IDS alumnus Ernie Pyle’s first article published 100 years ago — for the Purdue Exponent


Ernie Pyle, one of the most well-known journalists in history, is considered by historians as one of the most important figures to attend Indiana University. Pyle’s work shifted the course of journalism forever, focusing on the common person and telling their stories, famously including those of soldiers during World War II. 

At IU, one can find Ernie Pyle Hall, journalism students who receive the Ernie Pyle Scholarship and a statue of Pyle outside Franklin Hall, home to the Media School and its journalism department.

That’s why it might shock Hoosiers to hear his first published article ran in the Purdue Exponent.

On Nov. 19, 1921, Pyle, then a city editor at the Indiana Daily Student, published his first byline in the Purdue Exponent.

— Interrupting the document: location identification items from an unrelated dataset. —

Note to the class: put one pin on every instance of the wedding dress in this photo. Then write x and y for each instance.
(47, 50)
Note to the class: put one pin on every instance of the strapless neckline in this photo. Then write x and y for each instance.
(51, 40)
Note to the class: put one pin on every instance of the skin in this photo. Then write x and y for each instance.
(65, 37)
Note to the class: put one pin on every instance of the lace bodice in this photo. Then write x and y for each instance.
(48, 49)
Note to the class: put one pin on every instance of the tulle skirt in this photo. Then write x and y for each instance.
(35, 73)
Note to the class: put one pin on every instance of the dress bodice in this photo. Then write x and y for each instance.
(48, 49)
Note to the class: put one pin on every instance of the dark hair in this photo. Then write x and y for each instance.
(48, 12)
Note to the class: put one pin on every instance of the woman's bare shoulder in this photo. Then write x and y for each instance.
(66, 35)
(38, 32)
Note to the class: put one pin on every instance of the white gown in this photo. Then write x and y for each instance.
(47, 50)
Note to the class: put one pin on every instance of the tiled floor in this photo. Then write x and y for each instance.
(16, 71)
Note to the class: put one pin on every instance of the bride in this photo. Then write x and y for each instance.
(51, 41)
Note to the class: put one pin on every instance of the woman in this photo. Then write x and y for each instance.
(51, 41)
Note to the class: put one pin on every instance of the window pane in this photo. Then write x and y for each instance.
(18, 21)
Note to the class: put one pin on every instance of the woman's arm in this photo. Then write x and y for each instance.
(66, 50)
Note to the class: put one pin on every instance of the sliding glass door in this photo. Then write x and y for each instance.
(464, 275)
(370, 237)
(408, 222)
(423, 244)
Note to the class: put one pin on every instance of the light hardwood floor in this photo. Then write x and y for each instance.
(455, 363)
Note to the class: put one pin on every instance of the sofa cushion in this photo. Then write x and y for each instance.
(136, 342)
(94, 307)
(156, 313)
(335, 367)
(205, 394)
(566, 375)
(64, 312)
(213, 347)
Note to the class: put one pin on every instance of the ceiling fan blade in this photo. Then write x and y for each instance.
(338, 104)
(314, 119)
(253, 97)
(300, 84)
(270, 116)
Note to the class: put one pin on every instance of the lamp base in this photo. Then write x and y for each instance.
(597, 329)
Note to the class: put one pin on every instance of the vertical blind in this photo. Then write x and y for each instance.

Its full title was “Indiana completes plans for Purdue rooters’ reception — special arrangements made to accommodate visitors in university cafeteria — Boilermakers to march — football declared king of day as series of homecoming pep-fests draw to an end.”

The article included no mention of the Old Oaken Bucket trophy, which would not appear until 1925. That weekend, Indiana football defeated Purdue 3-0 at Jordan Field, now the site of a parking lot outside the Indiana Memorial Union. It was Indiana’s only Western Conference victory that season.

Pyle documented the arrival of Purdue fans that weekend on specially scheduled trains from West Lafayette, Indiana, to Bloomington, a massive bonfire scheduled to take place in Dunn Meadow and a meeting between student leadership organizations at both schools.

“Open house is being held by all organization houses on the campus,” Pyle wrote, “and a cordial invitation is extended to all visitors to make themselves at home during their stay in Bloomington.”

Owen Johnson, associate professor emeritus of Journalism at IU, published the article in his book “Ernie Pyle at Home,” which documents much of Pyle’s work.

“Ernie Pyle hardly ever talked about his work or even more rarely analyzed it,” Johnson wrote in the book’s introduction. “Interviews with him usually produced little more than generalities. Yet he was a complete journalist with an insatiable curiosity.”